A lot of what Tate is saying in some sense isn’t actually new. It’s a rearticulation of a crisis of masculinity discourse that we see back in the 1970s, back in the 1980s, through the men’s movement led by people like Robert Bly and so on, where there was a sense of reconnecting with your own masculinity as a way of fixing the world. He’s only another entry in a long line of other men who have done something similar.
Noel King
Does your research show us anything about whether these young men who are impressed or seduced by Andrew Tate are fundamentally hateful people? Are they fundamentally misogynist, or are they unmoored young men who are being taken for a ride by a misogynist con artist?
Robert Lawson
Someone like Tate tries to normalize misogyny. He makes it seem socially acceptable. He wraps it up in a discourse of rationality: “This is just the way that the world is. This is just the way that people are.” I don’t think we can say that the men that engage with this content are fundamentally misogynistic. It might be that through a process of repeated engagement with his content, of posting on forums about him or on Twitter or on YouTube comments or whatever, that they may be nudged toward these positions. But that’s what a lot of radicalization looks like: taking someone from one position and gradually moving them along that path of radicalization, where viewpoints which initially seemed extreme become normalized.
Noel King
So the question then becomes, if not Andrew Tate, then what? We want to do better than this man. Where should young men be able to go if they want optimism and strength and attention to men’s issues, if we can call them that, but without the misogyny, without the hatred of women?
Robert Lawson
So first and foremost, I would say that young men shouldn’t be looking at social media personalities for what it is to be a man.

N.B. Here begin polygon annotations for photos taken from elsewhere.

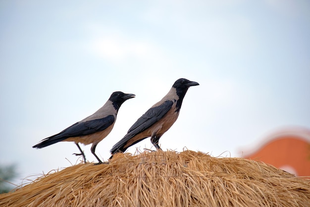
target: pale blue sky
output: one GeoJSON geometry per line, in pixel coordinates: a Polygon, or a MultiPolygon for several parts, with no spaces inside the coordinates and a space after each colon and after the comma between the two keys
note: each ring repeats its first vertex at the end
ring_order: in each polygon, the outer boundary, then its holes
{"type": "MultiPolygon", "coordinates": [[[[121,107],[97,148],[109,150],[185,78],[199,82],[164,150],[240,156],[290,126],[310,128],[308,0],[0,0],[0,163],[16,183],[76,163],[72,143],[32,146],[90,115],[116,91],[121,107]]],[[[130,148],[154,149],[148,139],[130,148]]],[[[87,158],[96,159],[90,146],[87,158]]]]}

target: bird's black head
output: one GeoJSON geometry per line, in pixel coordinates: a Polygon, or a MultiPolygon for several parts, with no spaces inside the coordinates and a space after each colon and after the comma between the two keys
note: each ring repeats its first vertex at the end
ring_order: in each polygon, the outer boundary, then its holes
{"type": "Polygon", "coordinates": [[[135,98],[135,96],[132,94],[125,94],[120,91],[116,91],[111,95],[109,100],[112,102],[114,108],[118,110],[120,106],[126,100],[135,98]]]}
{"type": "Polygon", "coordinates": [[[187,90],[191,86],[198,86],[199,84],[195,81],[191,81],[185,78],[180,78],[174,82],[172,86],[176,91],[176,94],[179,97],[179,100],[177,102],[176,111],[178,111],[181,108],[181,105],[183,99],[186,94],[187,90]]]}
{"type": "Polygon", "coordinates": [[[185,91],[185,93],[191,86],[198,86],[199,84],[195,81],[191,81],[185,78],[180,78],[174,82],[174,84],[172,86],[173,88],[176,89],[178,91],[185,91]]]}

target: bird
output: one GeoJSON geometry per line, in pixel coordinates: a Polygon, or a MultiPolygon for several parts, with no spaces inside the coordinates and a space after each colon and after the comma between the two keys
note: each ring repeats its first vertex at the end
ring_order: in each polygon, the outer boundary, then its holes
{"type": "Polygon", "coordinates": [[[150,137],[156,149],[161,150],[159,139],[177,120],[188,89],[198,85],[198,83],[185,78],[177,80],[167,95],[140,117],[126,135],[113,146],[109,159],[115,154],[124,153],[129,147],[150,137]]]}
{"type": "Polygon", "coordinates": [[[79,143],[84,145],[93,144],[91,152],[98,160],[99,164],[103,162],[95,153],[96,148],[102,140],[111,132],[115,120],[118,109],[125,101],[134,98],[133,94],[125,94],[120,91],[113,92],[105,104],[94,114],[76,122],[59,133],[41,140],[33,148],[40,149],[59,142],[74,142],[81,153],[73,154],[83,155],[84,162],[86,159],[79,143]]]}

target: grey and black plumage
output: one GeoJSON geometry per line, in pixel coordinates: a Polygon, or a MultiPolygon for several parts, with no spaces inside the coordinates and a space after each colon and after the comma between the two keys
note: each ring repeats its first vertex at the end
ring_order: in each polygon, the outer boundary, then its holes
{"type": "Polygon", "coordinates": [[[134,94],[124,94],[121,92],[113,93],[106,103],[93,114],[57,134],[44,139],[32,147],[39,149],[61,141],[74,142],[81,152],[80,154],[74,155],[83,155],[86,162],[85,156],[79,143],[85,145],[92,143],[91,148],[92,153],[98,160],[98,164],[103,163],[95,153],[96,147],[112,130],[121,104],[126,100],[134,98],[135,96],[134,94]]]}
{"type": "Polygon", "coordinates": [[[160,149],[158,141],[177,120],[183,99],[191,86],[199,84],[185,78],[177,80],[168,94],[155,104],[130,127],[127,134],[110,151],[112,156],[151,137],[152,143],[160,149]]]}

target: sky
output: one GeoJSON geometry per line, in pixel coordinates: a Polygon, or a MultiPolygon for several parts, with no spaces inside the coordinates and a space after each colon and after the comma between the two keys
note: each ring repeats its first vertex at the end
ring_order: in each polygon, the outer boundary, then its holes
{"type": "MultiPolygon", "coordinates": [[[[107,161],[180,78],[200,85],[164,150],[241,156],[279,129],[310,128],[310,10],[307,0],[0,0],[0,165],[16,165],[20,184],[80,163],[73,143],[32,146],[112,92],[134,94],[97,146],[107,161]]],[[[127,152],[145,148],[155,150],[150,139],[127,152]]]]}

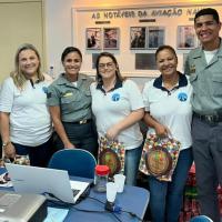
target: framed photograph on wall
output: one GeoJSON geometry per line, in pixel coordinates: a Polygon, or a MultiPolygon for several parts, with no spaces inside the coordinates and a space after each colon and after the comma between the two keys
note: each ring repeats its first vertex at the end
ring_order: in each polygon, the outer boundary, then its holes
{"type": "Polygon", "coordinates": [[[101,49],[101,38],[102,29],[101,28],[87,28],[85,30],[85,46],[87,49],[101,49]]]}
{"type": "Polygon", "coordinates": [[[193,26],[179,26],[176,36],[178,49],[193,49],[198,44],[193,26]]]}
{"type": "Polygon", "coordinates": [[[130,49],[145,49],[145,27],[130,27],[130,49]]]}
{"type": "Polygon", "coordinates": [[[135,70],[157,70],[154,53],[135,53],[135,70]]]}
{"type": "Polygon", "coordinates": [[[164,27],[148,27],[148,49],[158,49],[165,42],[164,27]]]}
{"type": "Polygon", "coordinates": [[[120,29],[103,28],[103,49],[119,49],[120,29]]]}

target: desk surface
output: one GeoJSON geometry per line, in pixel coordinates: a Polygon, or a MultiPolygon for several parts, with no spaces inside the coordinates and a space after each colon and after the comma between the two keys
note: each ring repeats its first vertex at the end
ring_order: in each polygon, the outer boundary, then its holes
{"type": "MultiPolygon", "coordinates": [[[[2,173],[3,169],[0,169],[0,173],[2,173]]],[[[73,180],[75,178],[71,178],[73,180]]],[[[12,190],[0,188],[0,190],[12,190]]],[[[91,198],[98,199],[103,203],[107,201],[105,193],[94,192],[93,189],[90,191],[91,198]]],[[[150,194],[145,189],[125,185],[123,193],[118,193],[115,198],[115,204],[120,206],[123,211],[129,211],[135,213],[139,218],[143,218],[148,203],[149,203],[150,194]]],[[[91,210],[91,211],[104,211],[104,204],[100,203],[97,200],[92,200],[87,198],[82,200],[80,203],[75,204],[74,208],[91,210]]],[[[104,212],[104,213],[95,213],[95,212],[82,212],[78,211],[74,208],[69,210],[69,213],[64,220],[64,222],[135,222],[139,221],[137,218],[132,218],[129,213],[121,212],[113,213],[104,212]]]]}

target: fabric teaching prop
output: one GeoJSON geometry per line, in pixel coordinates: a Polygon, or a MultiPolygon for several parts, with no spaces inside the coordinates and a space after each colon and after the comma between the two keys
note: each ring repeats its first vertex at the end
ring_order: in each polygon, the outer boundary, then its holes
{"type": "Polygon", "coordinates": [[[99,164],[110,168],[110,176],[124,171],[124,145],[118,141],[100,138],[99,164]]]}
{"type": "Polygon", "coordinates": [[[160,181],[171,181],[181,143],[172,138],[158,138],[149,134],[145,139],[140,171],[160,181]]]}

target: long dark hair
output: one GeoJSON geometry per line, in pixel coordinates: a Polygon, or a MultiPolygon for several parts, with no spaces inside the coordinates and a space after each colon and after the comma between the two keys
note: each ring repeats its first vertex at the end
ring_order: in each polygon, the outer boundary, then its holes
{"type": "Polygon", "coordinates": [[[115,64],[115,75],[117,75],[117,78],[118,78],[120,81],[124,81],[125,78],[123,78],[123,77],[121,75],[121,73],[120,73],[119,64],[118,64],[118,61],[117,61],[115,57],[114,57],[112,53],[110,53],[110,52],[101,52],[101,53],[98,56],[97,62],[95,62],[95,68],[97,68],[97,77],[95,77],[95,78],[97,78],[98,83],[102,83],[102,77],[101,77],[100,71],[99,71],[99,62],[100,62],[100,59],[101,59],[102,57],[109,57],[109,58],[114,62],[114,64],[115,64]]]}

They’re much better off looking within their local communities, their families, and their friendship networks to emulate masculinities that they find supportive, nurturing, and healthy. Places like community groups are really important spaces for young men to meet other men that they can look up to and that they can be mentored by. For those young men who are really struggling with their own sense of masculinity and what it is to be a man, things like counseling can be really helpful, and I don’t think there’s anything wrong with seeking those kinds of forms of support out.

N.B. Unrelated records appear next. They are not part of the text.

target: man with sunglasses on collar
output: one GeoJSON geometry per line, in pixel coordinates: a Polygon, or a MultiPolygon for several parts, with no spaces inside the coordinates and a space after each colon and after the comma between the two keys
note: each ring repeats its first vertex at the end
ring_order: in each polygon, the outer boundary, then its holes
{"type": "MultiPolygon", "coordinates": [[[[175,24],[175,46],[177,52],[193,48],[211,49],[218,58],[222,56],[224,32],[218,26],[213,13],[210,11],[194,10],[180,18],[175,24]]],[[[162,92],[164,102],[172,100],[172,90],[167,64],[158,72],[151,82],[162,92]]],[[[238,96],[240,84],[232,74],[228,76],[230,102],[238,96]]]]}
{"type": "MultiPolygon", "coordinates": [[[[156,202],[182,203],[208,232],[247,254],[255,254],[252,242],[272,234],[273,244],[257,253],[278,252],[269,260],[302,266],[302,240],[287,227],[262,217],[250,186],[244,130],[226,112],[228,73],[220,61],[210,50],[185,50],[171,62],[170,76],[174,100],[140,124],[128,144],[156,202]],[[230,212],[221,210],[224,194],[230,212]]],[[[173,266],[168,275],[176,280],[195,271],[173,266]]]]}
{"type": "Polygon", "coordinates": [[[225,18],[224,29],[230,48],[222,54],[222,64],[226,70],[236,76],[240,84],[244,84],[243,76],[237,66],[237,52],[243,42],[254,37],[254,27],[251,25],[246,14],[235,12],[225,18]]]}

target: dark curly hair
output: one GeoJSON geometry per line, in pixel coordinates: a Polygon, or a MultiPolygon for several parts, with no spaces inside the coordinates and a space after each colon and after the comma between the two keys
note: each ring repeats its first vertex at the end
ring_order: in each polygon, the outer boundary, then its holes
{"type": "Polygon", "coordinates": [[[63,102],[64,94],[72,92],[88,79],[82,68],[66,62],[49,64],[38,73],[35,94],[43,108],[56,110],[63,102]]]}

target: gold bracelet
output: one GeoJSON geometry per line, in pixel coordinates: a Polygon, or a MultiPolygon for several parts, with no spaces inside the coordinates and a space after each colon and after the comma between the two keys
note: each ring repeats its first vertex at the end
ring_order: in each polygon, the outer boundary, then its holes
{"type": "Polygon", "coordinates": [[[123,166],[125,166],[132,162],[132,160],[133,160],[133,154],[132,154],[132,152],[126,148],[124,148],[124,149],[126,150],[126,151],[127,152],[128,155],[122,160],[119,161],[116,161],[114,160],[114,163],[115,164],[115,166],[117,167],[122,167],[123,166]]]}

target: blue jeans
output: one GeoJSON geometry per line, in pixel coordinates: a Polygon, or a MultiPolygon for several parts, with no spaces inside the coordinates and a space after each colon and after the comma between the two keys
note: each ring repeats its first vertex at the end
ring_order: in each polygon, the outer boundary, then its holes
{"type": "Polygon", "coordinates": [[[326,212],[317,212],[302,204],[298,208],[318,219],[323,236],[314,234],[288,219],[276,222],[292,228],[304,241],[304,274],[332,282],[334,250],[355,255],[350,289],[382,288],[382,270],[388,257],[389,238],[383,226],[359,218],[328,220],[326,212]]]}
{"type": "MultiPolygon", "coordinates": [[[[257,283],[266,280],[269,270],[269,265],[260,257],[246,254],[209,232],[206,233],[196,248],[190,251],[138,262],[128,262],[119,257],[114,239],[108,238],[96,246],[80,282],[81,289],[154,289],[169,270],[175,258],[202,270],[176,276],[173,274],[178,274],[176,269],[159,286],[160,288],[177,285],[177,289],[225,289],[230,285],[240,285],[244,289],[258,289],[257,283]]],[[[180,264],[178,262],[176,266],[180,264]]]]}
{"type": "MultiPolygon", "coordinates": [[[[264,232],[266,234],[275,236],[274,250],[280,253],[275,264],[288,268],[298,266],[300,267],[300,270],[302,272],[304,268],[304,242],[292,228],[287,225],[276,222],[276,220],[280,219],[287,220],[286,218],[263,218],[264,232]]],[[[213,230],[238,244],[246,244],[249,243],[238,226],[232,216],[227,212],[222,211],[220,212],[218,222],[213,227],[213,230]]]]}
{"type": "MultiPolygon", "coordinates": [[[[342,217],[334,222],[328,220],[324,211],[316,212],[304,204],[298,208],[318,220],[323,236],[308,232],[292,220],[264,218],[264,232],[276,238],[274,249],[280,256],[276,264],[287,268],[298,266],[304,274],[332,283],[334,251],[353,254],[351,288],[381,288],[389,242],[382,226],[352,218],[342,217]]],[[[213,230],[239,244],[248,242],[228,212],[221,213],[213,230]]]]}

As far as the manosphere goes, I have hopes — not high hopes but some hopes — of what a more progressive manosphere may look like, one that’s free of the misogyny and the anti-feminist stances that we see in a lot of manosphere spaces. Whether that will actually come to pass is an open question. But Tate sells this really romanticized, and to me quite superficial, idea of what it is to be a man. I know loads of men. I don’t know anybody who acts or talks or behaves like Andrew Tate. Tate is a Hollywood form of masculinity, but it’s one that is as deep as a puddle. There’s no substance. The men that I look up to — people like my dad, teachers I had in school, instructors I had when I was in my youth groups — those are the men that have given me the biggest lessons of my life. Those are the men that I will continue to look up to and learn from. And there’s men out there like that that other young men can aspire to be like and look up to and learn from and be guided by. But I don’t think Andrew Tate is the one that we should be putting up on a pedestal.